Data & System Architecture, from the ground up Lesson 29 / 80

Sharding strategies and their gotchas

Application-level sharding, database-native sharding, Citus and Vitess. The practical realities of running a sharded SQL database.

The previous lesson left us with the operational problems of partitioning: hot keys, rebalancing, the coordinator that has to track who owns what. All of that was abstract enough to apply to any partitioned data store. This lesson lands in a much more specific question that most teams eventually have to answer: how do you actually shard a SQL database in production, when the single-server Postgres or MySQL you started with is no longer enough?

The vocabulary first. “Sharding” is horizontal partitioning across multiple physical machines. The concept is the same as partitioning, but the connotation is different: when somebody says partitioning they often mean a single distributed system that has multiple internal partitions (Cassandra, Mongo, ScyllaDB), and when they say sharding they usually mean a fleet of independent database instances coordinated above the database layer. The line is fuzzy and the words are used interchangeably in practice. What matters is the concrete architecture, not the label.

This lesson walks through the four real options in 2026. Application-level sharding, where your code routes queries to the right database. Postgres-native sharding via the Citus extension. MySQL sharding via Vitess (and PlanetScale, the popular managed version). And the built-in sharding of database-native systems like MongoDB and Cassandra, which we have already touched on and which we revisit briefly here for completeness.

Application-level sharding

The simplest mental model. You have N independent Postgres or MySQL instances, each with the same schema, each holding a subset of your data, and your application code knows how to route a query to the correct one. The routing key is usually tenant_id or user_id, the routing function is usually a hash modulo the shard count or a range lookup in a configuration table, and every query the application issues includes enough information for the application to pick the right shard.

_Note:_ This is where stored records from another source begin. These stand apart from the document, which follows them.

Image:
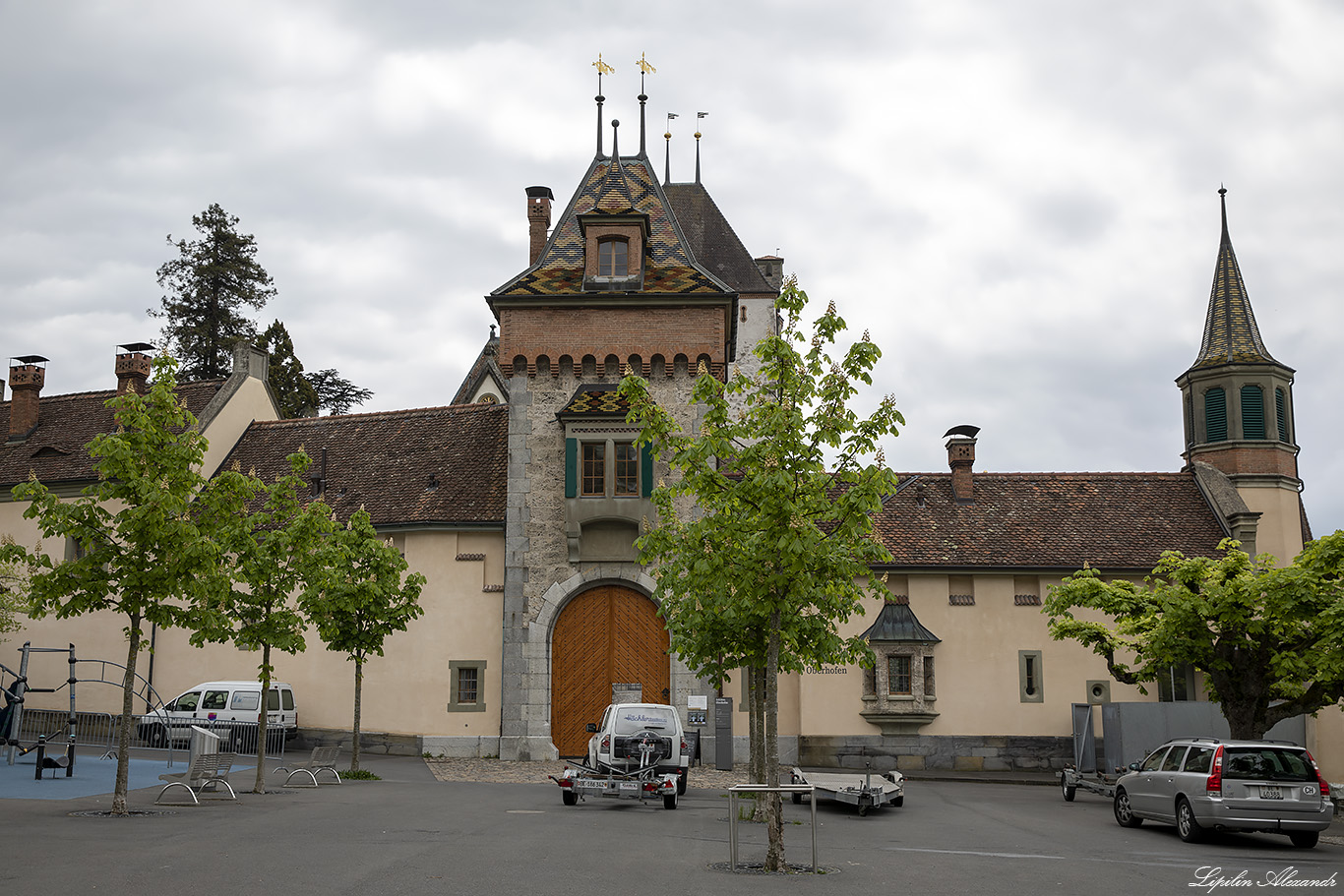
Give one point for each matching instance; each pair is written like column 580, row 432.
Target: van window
column 186, row 703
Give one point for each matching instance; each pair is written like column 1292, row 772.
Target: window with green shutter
column 1252, row 412
column 1215, row 415
column 1281, row 414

The pros are real. You have total control: every shard is a vanilla database that you understand, that has the operational tools you already use, that fails in ways you have already debugged. You do not need a fancy database product. Per-shard backup, monitoring, and upgrade are just per-database backup, monitoring, and upgrade, repeated N times. Each shard scales independently. You can run different versions on different shards if you have to. You can stop a shard for maintenance without involving the others.

The cons are also real. Cross-shard queries are your problem. A query like “find me all users created in the last week across the entire fleet” has to be issued to every shard, the application has to assemble the results, and the application has to deal with the case where one shard is slow or down. Schema changes have to be applied to every shard, and the migration tooling has to handle the fleet-wide rollout. Joins across shards are not joins, they are application-level merge code. Distributed transactions across shards are out of scope unless you build them yourself, which you should not.

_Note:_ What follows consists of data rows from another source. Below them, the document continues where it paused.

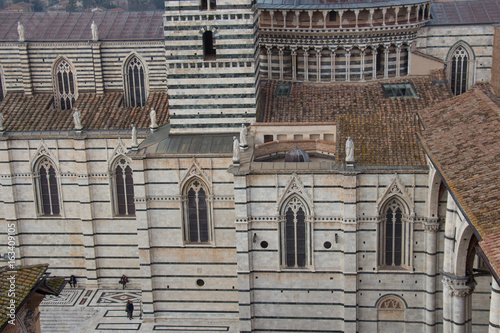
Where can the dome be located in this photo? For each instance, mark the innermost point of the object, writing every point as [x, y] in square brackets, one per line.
[297, 155]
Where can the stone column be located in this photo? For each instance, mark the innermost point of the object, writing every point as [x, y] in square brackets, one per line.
[448, 267]
[332, 63]
[243, 249]
[494, 307]
[280, 50]
[85, 211]
[306, 63]
[362, 66]
[25, 68]
[269, 61]
[409, 59]
[386, 60]
[318, 64]
[398, 59]
[350, 251]
[348, 64]
[396, 12]
[96, 57]
[431, 230]
[144, 240]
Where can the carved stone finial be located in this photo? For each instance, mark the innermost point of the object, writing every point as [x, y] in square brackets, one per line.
[152, 115]
[236, 150]
[95, 31]
[77, 119]
[349, 150]
[20, 31]
[243, 137]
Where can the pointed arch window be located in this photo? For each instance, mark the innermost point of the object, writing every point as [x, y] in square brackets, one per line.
[135, 82]
[295, 233]
[196, 212]
[47, 188]
[394, 236]
[459, 70]
[123, 188]
[65, 85]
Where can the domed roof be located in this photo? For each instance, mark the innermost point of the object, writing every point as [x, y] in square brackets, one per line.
[297, 155]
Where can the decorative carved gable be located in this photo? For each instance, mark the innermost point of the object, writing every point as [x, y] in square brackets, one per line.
[195, 170]
[43, 150]
[397, 188]
[119, 150]
[294, 186]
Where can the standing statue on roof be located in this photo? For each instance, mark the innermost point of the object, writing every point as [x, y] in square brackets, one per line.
[243, 136]
[236, 150]
[77, 118]
[134, 136]
[20, 31]
[95, 32]
[152, 115]
[349, 150]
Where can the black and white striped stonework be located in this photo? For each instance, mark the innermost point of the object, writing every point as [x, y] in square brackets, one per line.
[211, 64]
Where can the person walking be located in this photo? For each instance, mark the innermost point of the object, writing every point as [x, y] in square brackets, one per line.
[72, 281]
[130, 310]
[123, 280]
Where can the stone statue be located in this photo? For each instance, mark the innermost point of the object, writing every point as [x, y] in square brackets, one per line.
[243, 137]
[349, 150]
[134, 136]
[95, 32]
[77, 118]
[236, 150]
[152, 114]
[20, 31]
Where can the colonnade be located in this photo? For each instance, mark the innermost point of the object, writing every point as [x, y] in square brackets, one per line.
[345, 18]
[335, 63]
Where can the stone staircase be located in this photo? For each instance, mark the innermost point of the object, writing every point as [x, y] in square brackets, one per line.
[72, 319]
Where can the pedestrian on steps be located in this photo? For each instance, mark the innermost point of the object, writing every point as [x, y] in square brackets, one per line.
[130, 310]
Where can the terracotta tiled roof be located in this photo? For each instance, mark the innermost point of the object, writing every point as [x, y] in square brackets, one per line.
[99, 112]
[383, 129]
[76, 26]
[465, 12]
[462, 138]
[26, 278]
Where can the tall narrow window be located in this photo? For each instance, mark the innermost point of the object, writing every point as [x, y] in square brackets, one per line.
[459, 71]
[196, 213]
[295, 233]
[135, 83]
[393, 233]
[65, 85]
[124, 188]
[47, 188]
[208, 45]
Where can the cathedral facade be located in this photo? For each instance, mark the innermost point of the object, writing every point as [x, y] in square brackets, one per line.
[259, 166]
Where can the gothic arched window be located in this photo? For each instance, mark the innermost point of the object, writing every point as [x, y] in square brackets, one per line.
[196, 212]
[393, 234]
[65, 85]
[135, 82]
[459, 70]
[47, 188]
[123, 188]
[295, 234]
[209, 46]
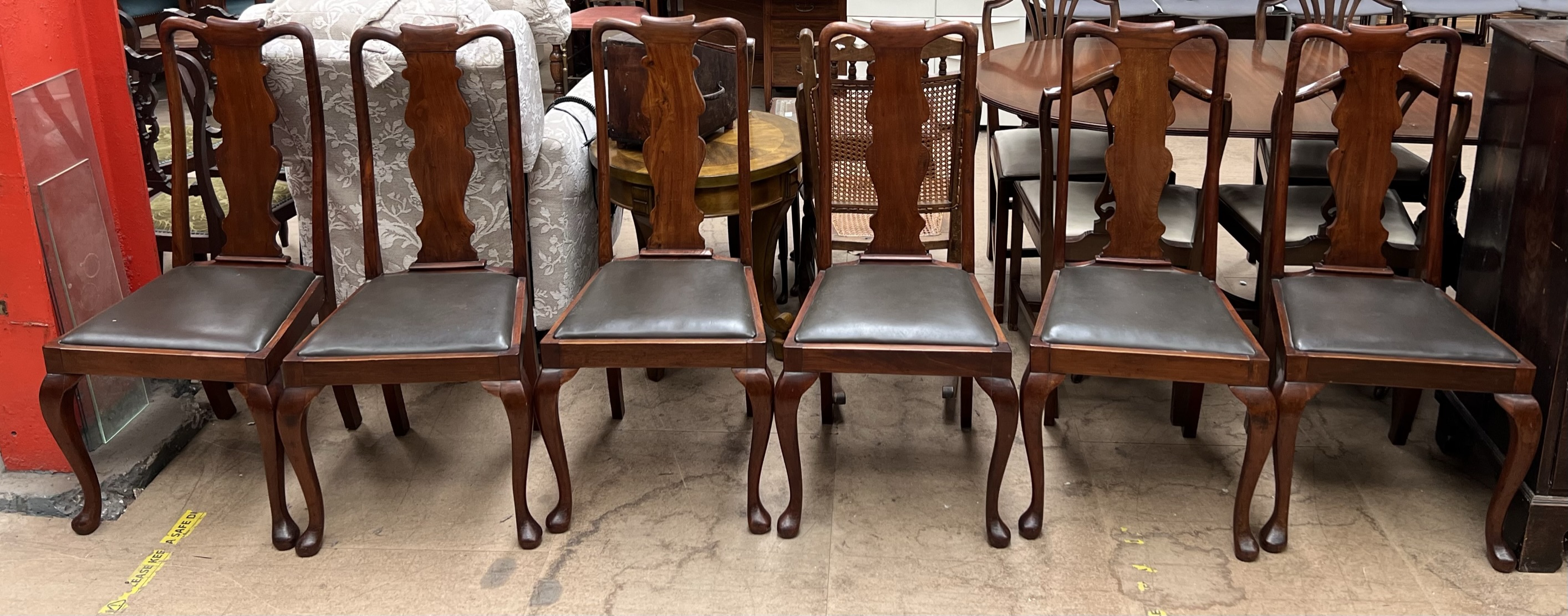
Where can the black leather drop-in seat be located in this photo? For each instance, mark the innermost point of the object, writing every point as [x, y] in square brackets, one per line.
[664, 298]
[1178, 209]
[200, 308]
[898, 304]
[1383, 317]
[419, 314]
[1304, 212]
[1159, 309]
[1310, 160]
[1016, 152]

The honest summary: application-level sharding is the right answer for very large products with dedicated platform teams who are willing to invest in operational tooling and do not need cross-shard transactions in the hot path. Many of the largest SQL deployments in the world (Stripe, Shopify, Notion, Figma) are application-sharded Postgres or MySQL fleets, with thousands of shards and a substantial team running them. The pattern works at extreme scale; it is also expensive.

Citus, Postgres-native sharding

Citus is a Postgres extension that adds distributed tables, distributed transactions, and a distributed query planner on top of standard Postgres. It started as an independent company, was acquired by Microsoft, and is now both an open-source extension and the engine behind Azure’s “Cosmos DB for PostgreSQL”. The architecture is a coordinator node and a fleet of worker nodes; the coordinator parses incoming SQL, plans which workers should run which fragments, and assembles the results.

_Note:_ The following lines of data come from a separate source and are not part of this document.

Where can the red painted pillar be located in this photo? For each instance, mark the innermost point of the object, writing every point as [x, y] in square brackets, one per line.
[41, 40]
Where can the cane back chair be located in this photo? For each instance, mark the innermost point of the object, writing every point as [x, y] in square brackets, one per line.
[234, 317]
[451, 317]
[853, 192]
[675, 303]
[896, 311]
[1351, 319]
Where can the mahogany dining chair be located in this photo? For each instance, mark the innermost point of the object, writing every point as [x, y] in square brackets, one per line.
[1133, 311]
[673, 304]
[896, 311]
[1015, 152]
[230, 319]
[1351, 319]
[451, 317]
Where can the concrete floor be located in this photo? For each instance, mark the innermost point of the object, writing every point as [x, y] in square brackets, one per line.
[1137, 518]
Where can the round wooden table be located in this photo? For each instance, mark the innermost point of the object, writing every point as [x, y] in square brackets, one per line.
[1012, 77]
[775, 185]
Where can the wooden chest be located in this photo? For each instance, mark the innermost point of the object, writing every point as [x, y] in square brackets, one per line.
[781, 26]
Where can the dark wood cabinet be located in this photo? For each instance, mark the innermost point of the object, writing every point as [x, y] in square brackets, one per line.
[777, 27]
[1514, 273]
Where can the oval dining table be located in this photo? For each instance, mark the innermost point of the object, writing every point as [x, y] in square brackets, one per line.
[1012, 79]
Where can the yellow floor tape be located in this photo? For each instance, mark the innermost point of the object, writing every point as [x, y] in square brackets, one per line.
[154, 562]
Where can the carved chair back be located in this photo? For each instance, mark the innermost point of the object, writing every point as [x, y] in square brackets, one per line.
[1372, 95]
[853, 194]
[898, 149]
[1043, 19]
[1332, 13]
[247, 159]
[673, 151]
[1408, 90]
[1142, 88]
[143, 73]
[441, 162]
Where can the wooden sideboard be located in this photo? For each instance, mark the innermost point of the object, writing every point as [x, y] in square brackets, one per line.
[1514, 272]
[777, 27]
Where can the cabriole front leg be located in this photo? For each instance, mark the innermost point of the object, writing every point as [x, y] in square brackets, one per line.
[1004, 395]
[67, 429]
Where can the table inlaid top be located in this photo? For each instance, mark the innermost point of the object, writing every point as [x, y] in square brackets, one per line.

In Citus, you declare which tables are distributed and on what column. A typical pattern is to distribute a multi-tenant application by tenant_id: every distributed table has tenant_id as part of its primary key, and the planner uses that column to route queries. A query that filters on tenant_id is pushed entirely to the worker that owns that tenant; a query that does not filter on the distribution column fans out to every worker and is reduced at the coordinator. There are also reference tables (small lookup tables replicated to every worker) and local tables (held only at the coordinator) for the data that does not fit the distributed pattern.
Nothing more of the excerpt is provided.